The DoUpdate method gets a float[][] lowerLayersHeight parameter, that's basically the height of the terrain under the water. In the video it's just all 0.

public override void DoUpdate(float dt, float dx, float[][] lowerLayersHeight) {
        int x, y;
        float totalHeight, dhL, dhR, dhT, dhB;
        float dt_A_g_l = dt * _A * g / dx; //all constants for equation 2
        float K; // scaling factor for the outflow flux
        float dV;

        for (x=1 ; x <= N ; x++ ) {
                for (y=1 ; y <= N ; y++ ) {
                        //
                        // 3.2.1 Outflow Flux Computation
                        // --------------------------------------------------------------
                        totalHeight = lowerLayersHeight[x][y] + _height[x][y];
                        dhL = totalHeight - lowerLayersHeight[x-1][y] - _height[x-1][y]; //(3)
                        dhR = totalHeight - lowerLayersHeight[x+1][y] - _height[x+1][y];
                        dhT = totalHeight - lowerLayersHeight[x][y+1] - _height[x][y+1];
                        dhB = totalHeight - lowerLayersHeight[x][y-1] - _height[x][y-1];

                        _tempFlux[x][y].left =   Mathf.Max(0.0f, _flux[x][y].left        + dt_A_g_l * dhL ); //(2)
                        _tempFlux[x][y].right =  Mathf.Max(0.0f, _flux[x][y].right       + dt_A_g_l * dhR );
                        _tempFlux[x][y].top =    Mathf.Max(0.0f, _flux[x][y].top         + dt_A_g_l * dhT );
                        _tempFlux[x][y].bottom = Mathf.Max(0.0f, _flux[x][y].bottom      + dt_A_g_l * dhB );

                        float totalFlux = _tempFlux[x][y].left + _tempFlux[x][y].right + _tempFlux[x][y].top + _tempFlux[x][y].bottom;
                        if (totalFlux > 0) {
                                K = Mathf.Min(1.0f, _height[x][y] * dx * dx / totalFlux / dt);  //(4)

                                _tempFlux[x][y].left =   K * _tempFlux[x][y].left;  //(5)
                                _tempFlux[x][y].right =  K * _tempFlux[x][y].right;
                                _tempFlux[x][y].top =    K * _tempFlux[x][y].top;
                                _tempFlux[x][y].bottom = K * _tempFlux[x][y].bottom;
                        }
                        //swap temp and the real one after the for-loops

                        //
                        // 3.2.2 Water Surface
                        // ----------------------------------------------------------------------------------------
                        dV = dt * (
                                //sum in
                                _tempFlux[x-1][y].right + _tempFlux[x][y-1].top + _tempFlux[x+1][y].left + _tempFlux[x][y+1].bottom
                                //minus sum out
                                - _tempFlux[x][y].right - _tempFlux[x][y].top - _tempFlux[x][y].left - _tempFlux[x][y].bottom
                                ); //(6)
                        _tempHeight[x][y] = _height[x][y] + dV / (dx*dx); //(7)
                        //swap temp and the real one after the for-loops
                }
        }
        Helpers.Swap(ref _tempFlux, ref _flux);
        Helpers.Swap(ref _tempHeight, ref _height);
}

回答1:

I fixed it myself!
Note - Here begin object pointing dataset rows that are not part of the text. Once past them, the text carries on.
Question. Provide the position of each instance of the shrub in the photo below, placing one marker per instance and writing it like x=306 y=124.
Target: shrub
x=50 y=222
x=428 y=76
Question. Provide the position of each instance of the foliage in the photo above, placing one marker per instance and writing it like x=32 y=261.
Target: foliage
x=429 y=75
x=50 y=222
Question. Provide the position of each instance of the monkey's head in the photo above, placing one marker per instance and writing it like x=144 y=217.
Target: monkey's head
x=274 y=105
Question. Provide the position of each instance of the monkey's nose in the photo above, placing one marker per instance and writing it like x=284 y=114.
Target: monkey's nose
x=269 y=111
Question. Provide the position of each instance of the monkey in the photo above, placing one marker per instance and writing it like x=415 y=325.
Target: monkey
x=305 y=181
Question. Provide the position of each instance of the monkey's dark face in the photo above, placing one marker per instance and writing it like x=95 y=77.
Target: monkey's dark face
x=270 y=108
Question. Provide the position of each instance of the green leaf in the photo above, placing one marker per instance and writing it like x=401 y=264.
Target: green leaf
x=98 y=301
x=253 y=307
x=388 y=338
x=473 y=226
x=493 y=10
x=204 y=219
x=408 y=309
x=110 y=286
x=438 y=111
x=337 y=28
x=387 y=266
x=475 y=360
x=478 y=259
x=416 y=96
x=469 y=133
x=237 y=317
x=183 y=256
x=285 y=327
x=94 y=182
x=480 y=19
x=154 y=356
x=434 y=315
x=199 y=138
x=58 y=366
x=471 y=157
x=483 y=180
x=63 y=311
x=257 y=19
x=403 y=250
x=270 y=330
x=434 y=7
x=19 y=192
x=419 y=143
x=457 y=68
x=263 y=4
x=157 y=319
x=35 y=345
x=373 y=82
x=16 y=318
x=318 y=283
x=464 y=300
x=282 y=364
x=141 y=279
Though of it while driving to a friend. The problem is quite simple, what I do in the bugged code is for each cell (or grid-point) calculate the flux, then the height and then I go to the next cell. What I should do is first calculate the flux for all cells, then iterate a second time over all the cells and calculate their height. So the code becomes:

for (x=1 ; x <= N ; x++ ) {
    for (y=1 ; y <= N ; y++ ) {
        //
        // 3.2.1 Outflow Flux Computation
        // --------------------------------------------------------------
        ***
    }
}

for (x=1 ; x <= N ; x++ ) {
    for (y=1 ; y <= N ; y++ ) {
        //
        // 3.2.2 Water Surface
        // ---------------------------------------------------------------------------
        ***
    }
}
Helpers.Swap(ref _tempFlux, ref _flux);
Helpers.Swap(ref _tempHeight, ref _height);

(Of course *** becomes the corresponding code from the question above.)

Now I have a working water simulation.